The current slate of reforms—ending discovery abuse, heightened pleading and so on—was designed to strike at trolls without affecting the pharma industry. And all appeared to be going as planned until a recent event gave the pharma industry, which had stayed on sidelines, the jitters.
That event came in the form of a challenge to a biotech patent, filed by hedge-fund manager Kyle Bass, who hoped the challenge would spook the share price of Jazz Pharmaceuticals (JAZZ), and allow him to profit from shorting the stock. (In an ironic twist, Bass’s gambit involved teaming up with Eric Spangenberg, whose previous act was as a notorious patent troll who once bragged to the New York Times that he liked to “go thug” on patent defendants).
The Bass challenge does not appear to have dented Jazz’s stock, but just the threat was enough for the pharma lobby to stick its very long nose into the patent reform effort underway in Congress. The concession it asked was an enormous one: The industry demanded that Congress effectively cripple the process at the Patent Office where Bass had challenged the Jazz patent.
That process, known as inter partes review, is one of the few successes to emerge from the America Invents Act of 2011. The process allows the public a relatively quick way to ask officials at the Patent Office to take a second look at patents that should not have been issued in the first place. In its short existence, it has proved effective at weeding out some notorious software patents (including a patent on all podcasts) that are the troll industry’s favorite weapon.

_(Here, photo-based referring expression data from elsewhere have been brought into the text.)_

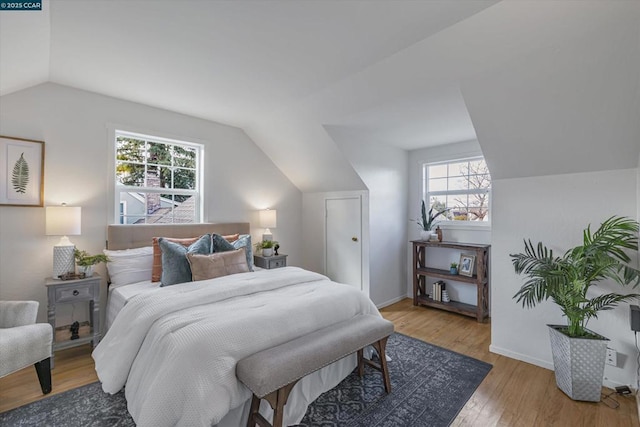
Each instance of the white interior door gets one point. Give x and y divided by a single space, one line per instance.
344 240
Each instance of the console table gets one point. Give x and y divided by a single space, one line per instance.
421 271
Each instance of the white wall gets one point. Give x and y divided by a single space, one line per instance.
384 171
555 209
464 233
239 178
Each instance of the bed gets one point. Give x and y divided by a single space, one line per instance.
175 348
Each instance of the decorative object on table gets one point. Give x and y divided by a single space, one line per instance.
86 262
578 353
465 266
275 261
267 247
63 221
445 296
268 219
439 233
427 221
22 183
75 329
437 289
453 269
74 291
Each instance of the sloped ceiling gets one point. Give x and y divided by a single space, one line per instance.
544 86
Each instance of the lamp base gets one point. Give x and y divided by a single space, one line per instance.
63 260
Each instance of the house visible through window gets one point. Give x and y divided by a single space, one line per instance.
462 187
157 180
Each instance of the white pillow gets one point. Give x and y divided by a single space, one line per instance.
129 265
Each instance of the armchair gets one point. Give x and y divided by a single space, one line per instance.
24 342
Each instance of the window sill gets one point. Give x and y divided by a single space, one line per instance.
465 226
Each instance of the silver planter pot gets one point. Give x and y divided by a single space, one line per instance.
578 364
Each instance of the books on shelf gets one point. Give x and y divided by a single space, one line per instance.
437 291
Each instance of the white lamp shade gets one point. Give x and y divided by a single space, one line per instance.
63 220
268 218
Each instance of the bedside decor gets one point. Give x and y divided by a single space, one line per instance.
578 353
22 182
466 265
268 219
267 247
453 269
63 221
86 262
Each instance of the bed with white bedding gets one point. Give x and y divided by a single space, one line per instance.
175 348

But despite evidence from scholars that the process has invalidated a relatively small number of patents, the pharma industry has persuaded Grassley in the Senate to adopt an amendment that would effectively sabotage the challenge system.
According to Krish Gupta, counsel for cloud storage giant EMC, the amendment changes the evidence and pleading rules for the inter partes review process. According to Gupta, this will make the challenge process akin to full-blown patent litigation, and eliminate the incentive for companies to use it. For companies like EMC (EMC), which has been a frequent target of patent trolls, this would be a major setback.
In Gupta’s view, the pharmaceutical industry is overreacting to the Bass incident, especially as there is little evidence that inter partes process poses a serious threat to the industry’s patents. But its reaction may be enough to sink the larger push for patent reform once again.
The end game
The price of pharma’s poison pill may be too high for the tech and retail coalition, according to a person familiar with the legislation. After seeing patent reform fail twice in five years, the coalition may prefer to walk away than to grant a concession that would amount to giving away as much as it gets, said the person who spoke on condition of anonymity.
This doesn’t mean a final deal is out of reach, of course. In the course of this week’s Judiciary Committee hearing, several Senators suggested the final language of the bill is up for debate, raising the prospect of a carve-out to placate the pharmaceutical industry. But to get there will still require patent reform supporters to run a gauntlet of procedural measures, and it’s not clear they have time to do so.
As it stands, the reform measures must go to a vote before the full House and Senate, and then members of both chambers will have to reconcile the two versions before voting again on a final bill. President Obama, who is a longtime supporter of patent reform, is likely to sign a bill if it ever reaches his desk.
In theory, patent reform could pass by August, but that leaves lots of time for opponents, who also include trial lawyers and Sen. Dick Durbin (D-Ill.), to find new ways to stymie the measure. If they are able to delay the measure beyond late recess, the political window for action will likely close and the trolls will be able to run free until at least 2017.